My friend Jim Parke, who has died of cancer aged 82, had a life of achievement in two separate spheres. After a distinguished career in education, he played a transformative role in the protection and maintenance of rights of way in Oxfordshire.
Like many passionate defenders of the countryside, Jim came from an urban background. He was born and grew up in Birmingham, where his parents, Edwin and Irene, owned two bakeries, and where he attended King Edward’s school, and then the university, graduating in history and geography. There he met Angela Withers-Lancashire, whom he married in 1964.
After 10 years teaching in the West Midlands, Jim changed over into administration, becoming in 1978 education officer for Milton Keynes, then the fastest growing city in the UK. The dynamic experience of founding new schools there was contrasted, when he took on a similar role for the whole of Buckinghamshire, by the more painful, fractious and protracted process of closing dozens of existing ones in areas of falling rolls.
Jim retired in 1999, but was promptly re-employed on a part-time basis to advise on the development and maintenance of school buildings in Windsor and Maidenhead, work which continued into his 70s.
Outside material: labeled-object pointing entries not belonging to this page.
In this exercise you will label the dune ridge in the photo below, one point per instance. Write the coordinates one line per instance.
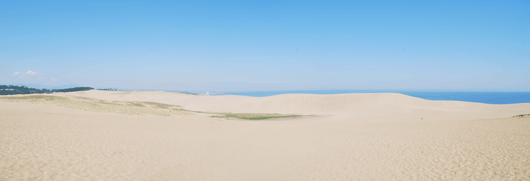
(341, 137)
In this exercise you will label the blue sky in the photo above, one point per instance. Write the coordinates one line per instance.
(267, 45)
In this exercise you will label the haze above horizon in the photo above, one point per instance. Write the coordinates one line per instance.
(267, 46)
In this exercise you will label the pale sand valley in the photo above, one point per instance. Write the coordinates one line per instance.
(149, 135)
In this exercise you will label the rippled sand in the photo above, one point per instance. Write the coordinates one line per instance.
(105, 135)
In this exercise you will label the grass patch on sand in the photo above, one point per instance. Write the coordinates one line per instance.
(254, 116)
(522, 115)
(96, 105)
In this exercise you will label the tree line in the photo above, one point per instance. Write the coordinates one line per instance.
(13, 89)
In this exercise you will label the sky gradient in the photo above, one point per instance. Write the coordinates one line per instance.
(267, 45)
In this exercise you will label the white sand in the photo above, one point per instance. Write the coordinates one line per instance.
(346, 137)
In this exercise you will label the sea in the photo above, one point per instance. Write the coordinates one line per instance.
(479, 97)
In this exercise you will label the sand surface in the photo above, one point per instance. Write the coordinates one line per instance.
(110, 135)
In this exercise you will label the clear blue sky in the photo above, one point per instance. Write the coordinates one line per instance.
(268, 45)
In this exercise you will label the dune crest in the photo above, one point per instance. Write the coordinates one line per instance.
(341, 137)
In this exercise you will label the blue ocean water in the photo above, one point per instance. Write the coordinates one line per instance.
(480, 97)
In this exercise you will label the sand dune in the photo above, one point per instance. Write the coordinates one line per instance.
(108, 135)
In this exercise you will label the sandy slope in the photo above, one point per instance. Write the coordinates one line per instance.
(349, 137)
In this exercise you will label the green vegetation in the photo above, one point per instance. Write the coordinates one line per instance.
(96, 105)
(522, 115)
(254, 116)
(12, 90)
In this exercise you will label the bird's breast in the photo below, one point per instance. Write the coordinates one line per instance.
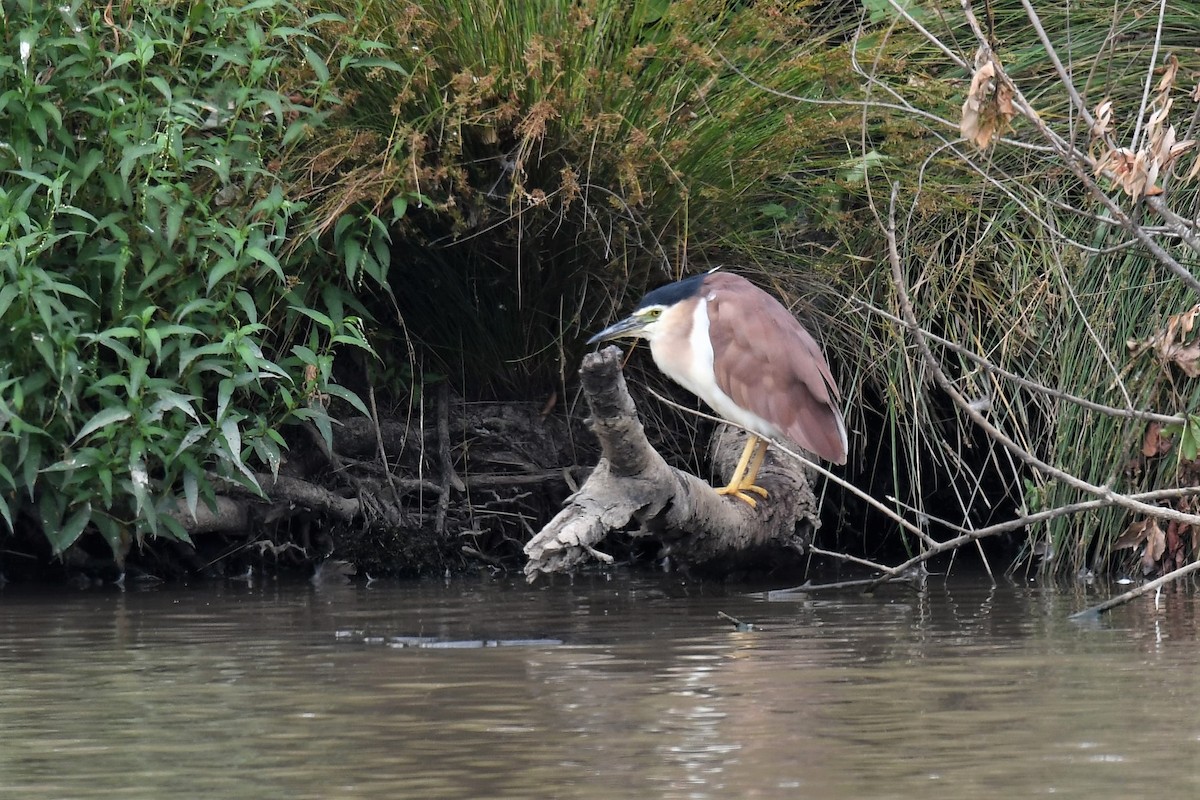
(684, 353)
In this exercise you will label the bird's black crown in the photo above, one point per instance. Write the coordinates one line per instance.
(673, 293)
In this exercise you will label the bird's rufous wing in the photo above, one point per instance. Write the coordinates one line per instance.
(768, 364)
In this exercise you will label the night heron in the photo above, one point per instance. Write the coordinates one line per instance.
(739, 350)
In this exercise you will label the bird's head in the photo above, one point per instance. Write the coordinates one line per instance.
(657, 312)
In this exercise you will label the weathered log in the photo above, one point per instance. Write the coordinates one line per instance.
(633, 489)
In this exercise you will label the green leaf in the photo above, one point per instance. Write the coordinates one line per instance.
(66, 534)
(316, 316)
(101, 420)
(7, 293)
(225, 391)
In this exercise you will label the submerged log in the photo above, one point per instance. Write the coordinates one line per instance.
(634, 491)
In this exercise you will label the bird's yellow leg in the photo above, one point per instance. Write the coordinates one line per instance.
(741, 482)
(748, 480)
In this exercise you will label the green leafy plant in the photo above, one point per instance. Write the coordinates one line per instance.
(160, 331)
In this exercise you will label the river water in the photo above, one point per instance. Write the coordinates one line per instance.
(599, 687)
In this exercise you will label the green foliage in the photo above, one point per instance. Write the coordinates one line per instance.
(567, 150)
(159, 330)
(1008, 254)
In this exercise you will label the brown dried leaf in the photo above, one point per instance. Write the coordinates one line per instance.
(1133, 535)
(1156, 546)
(1174, 343)
(1153, 440)
(1169, 71)
(1103, 121)
(988, 108)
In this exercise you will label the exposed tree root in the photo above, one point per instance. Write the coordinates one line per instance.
(634, 491)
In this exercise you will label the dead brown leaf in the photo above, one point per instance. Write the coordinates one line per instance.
(1103, 120)
(1175, 343)
(1156, 546)
(1155, 444)
(988, 108)
(1170, 70)
(1133, 535)
(1144, 533)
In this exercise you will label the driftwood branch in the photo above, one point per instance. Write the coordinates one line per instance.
(634, 491)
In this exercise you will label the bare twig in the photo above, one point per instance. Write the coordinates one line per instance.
(1146, 588)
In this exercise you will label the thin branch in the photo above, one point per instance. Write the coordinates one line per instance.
(996, 434)
(1146, 588)
(1083, 402)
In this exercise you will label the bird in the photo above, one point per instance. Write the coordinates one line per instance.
(738, 349)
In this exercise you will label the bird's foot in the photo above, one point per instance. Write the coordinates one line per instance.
(741, 493)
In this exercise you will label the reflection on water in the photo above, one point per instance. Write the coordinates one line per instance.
(609, 689)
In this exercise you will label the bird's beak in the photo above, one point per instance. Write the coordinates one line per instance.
(627, 329)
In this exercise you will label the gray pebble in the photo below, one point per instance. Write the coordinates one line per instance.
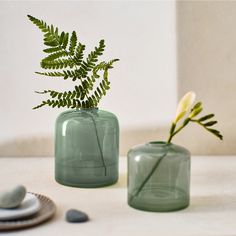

Meanwhile he found himself drawn more and more into engagement with the great outdoors. An enthusiasm for landscape that dated back to geography field trips was now married to a concern that so many of the paths where he loved to hike were in poor condition. He came to be known as “Mr Clippy” because of his liberal use of secateurs.
After he and Angela settled in retirement in Kennington, just outside Oxford, he joined the two (distinct but parallel) local walking organisations. He soon rose to the top of the Oxford Fieldpaths Society, cherishing and enhancing its history of activism as well as its ambulatory sociability.
The Oxfordshire Ramblers afforded still greater scope for Jim’s energies. He set up a county-wide network of parish path wardens, to maintain and defend rights of way. When the Ramblers Association more recently launched its national campaign to recover “lost paths”, he promptly bolted it on to his existing scheme in order to compile a comprehensive register of routes to be claimed.
Above all, “Mr Clippy” established the Vale Path Volunteers, a model clearance team in the Vale of the White Horse, planning and managing well over a hundred sessions with his trademark cheery efficiency and attention to the finest detail, from the technicalities of brushcutting to the provision of biscuits (invariably Hobnobs) for all participants.
Jim is survived by Angela, their son, Christopher, and daughter, Emma, four grandchildren and one great-granddaughter.